Le haut-commissaire de l'ONU pour les réfugiés (HCR), Antonio Guterres, a appelé vendredi à la répartition d'au moins 200 000 demandeurs d'asile dans l'Union européenne et a estimé que tous les membres de l'UE devaient avoir l'obligation de participer à ce programme.

«Les personnes qui ont une demande de protection valide (...) doivent ensuite bénéficier d'un programme de réinstallation de masse, avec la participation obligatoire de tous les États membres de l'UE. Une estimation vraiment préliminaire semble indiquer le besoin potentiel d'accroître les opportunités de réinstallation à 200 000 places», a écrit M. Guterres dans un communiqué.

«L'Europe est confrontée à son plus grand afflux de réfugiés depuis des décennies», a-t-il dit, estimant que «la situation exige un effort commun massif qui est impossible avec l'approche fragmentée actuelle» qui existe au sein de l'UE.

Plus de 300 000 personnes ont traversé la Méditerranée depuis le début de l'année, et plus de 2600 sont morts en effectuant ce périple, selon le HCR.

«Après leurs arrivées sur les côtes et les frontières de l'Europe, ils poursuivent leur voyage, dans le chaos», a déploré M. Guterres, qui dénonce la façon indigne dont ces personnes sont traitées.

Il a expliqué qu'«il s'agit avant tout d'une crise de réfugiés, pas seulement d'un phénomène migratoire», car la grande majorité de ceux qui arrivent en Grèce viennent de pays connaissant des conflits, comme la Syrie, l'Irak et l'Afghanistan.

Le haut-commissaire estime que la seule façon de résoudre ce problème est de mettre en place une «stratégie commune basée sur la responsabilité, la solidarité et la confiance».

«Concrètement, cela signifie prendre des mesures urgentes et courageuses pour stabiliser la situation puis trouver un moyen de partager véritablement la responsabilité à moyen et long termes».

«L'UE doit être prête, avec le consentement et l'appui des gouvernements concernés - principalement la Grèce et la Hongrie, mais aussi l'Italie - de mettre en place des capacités» d'accueil et d'enregistrement d'urgence des personnes, a-t-il poursuivi. Il a également rappelé que les migrants qui n'ont pas de raison de rester en Europe devraient être renvoyés dans leur pays d'origine.

«L'Europe n'a pas le droit de se diviser»



«Les émotions peuvent aussi faire bouger les hommes politiques, et le moment est maintenant venu!», a lancé le ministre des Affaires étrangères luxembourgeois, Jean Asselborn, en arrivant à une réunion de l'UE dans le Grand Duché.

«L'Europe n'a pas le droit de se diviser face à un tel défi», a martelé le chef de la diplomatie allemande Frank-Walter Steinmeier à Luxembourg.

Les divergences au sein de l'Union, «entre l'Est et l'Ouest» selon le président du Conseil européen Donald Tusk, révèlent un continent déchiré entre la fermeté face à l'afflux massif de déplacés à ses frontières extérieures et les appels à la solidarité.

Moment de vérité

«Nous vivons un moment de vérité dans l'Histoire européenne.
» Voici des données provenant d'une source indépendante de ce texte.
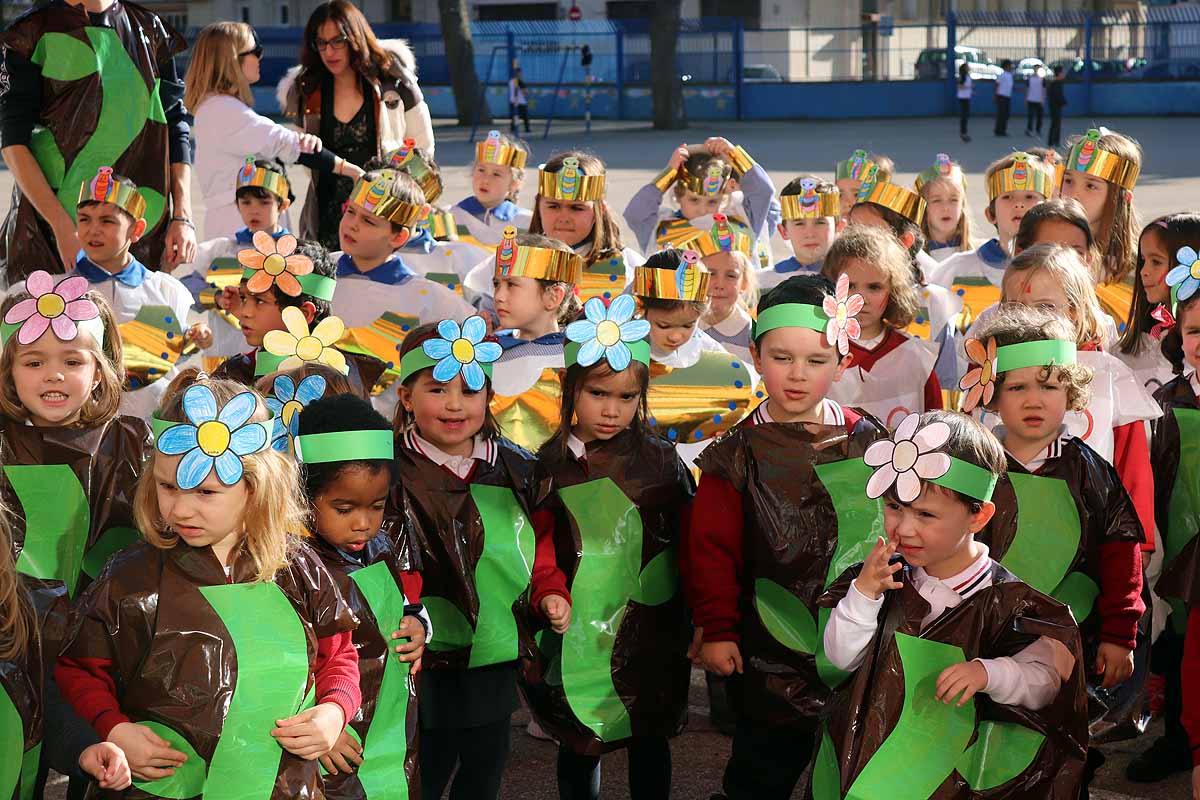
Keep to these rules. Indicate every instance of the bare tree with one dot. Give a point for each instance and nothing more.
(665, 83)
(469, 102)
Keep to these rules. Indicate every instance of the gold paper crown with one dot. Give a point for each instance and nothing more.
(943, 167)
(540, 263)
(814, 202)
(1087, 156)
(493, 151)
(725, 236)
(570, 182)
(1026, 173)
(105, 187)
(903, 200)
(273, 181)
(712, 182)
(688, 282)
(406, 158)
(375, 196)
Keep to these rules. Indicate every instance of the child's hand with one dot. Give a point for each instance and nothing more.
(201, 336)
(718, 145)
(343, 757)
(967, 678)
(678, 157)
(557, 612)
(875, 578)
(312, 733)
(1114, 662)
(150, 757)
(723, 657)
(414, 648)
(106, 762)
Nous pouvons réussir, ensemble et unis, ou nous pouvons échouer chacun à sa propre façon, dans son propre pays, ou sur ses propres îles», a jugé le numéro deux de la Commission européenne, Frans Timmermans, en visite à Kos.

La Commission européenne va proposer aux États membres de l'UE de partager l'accueil de 120 000 réfugiés arrivés récemment en Grèce, en Hongrie et en Italie.

Elle envisage aussi de demander des compensations financières - pour une durée limitée et «des raisons objectives» - aux pays qui refuseraient d'accueillir des réfugiés sur leur sol, selon une source européenne.

Dans un contexte de crispation croissante entre Européens, l'Allemagne et la France ont lancé jeudi une initiative commune pour «organiser l'accueil des réfugiés et une répartition équitable en Europe» de ces familles, qui fuient principalement la guerre en Syrie.

L'Allemagne, qui va recevoir un nombre record de 800 000 demandes d'asile cette année, et la France, plaident ouvertement pour un système de répartition européen, la chancelière allemande Angela Merkel évoquant des «quotas contraignants». Si le président François Hollande n'a pas repris l'expression utilisée par la chancelière Angela Merkel, il a accepté l'idée d'un «mécanisme permanent et obligatoire».

Mais ce sujet est tabou dans plusieurs pays de l'est de l'Europe, qui se sont ligués cet été pour bloquer une proposition de la Commission européenne pour répartir en urgence un premier contingent de 40 000 réfugiés. Un accord a minima, sur la réinstallation de 32 000 réfugiés arrivés en Grèce et en Italie au printemps, a finalement été conclu, mais n'est toujours pas mis en oeuvre.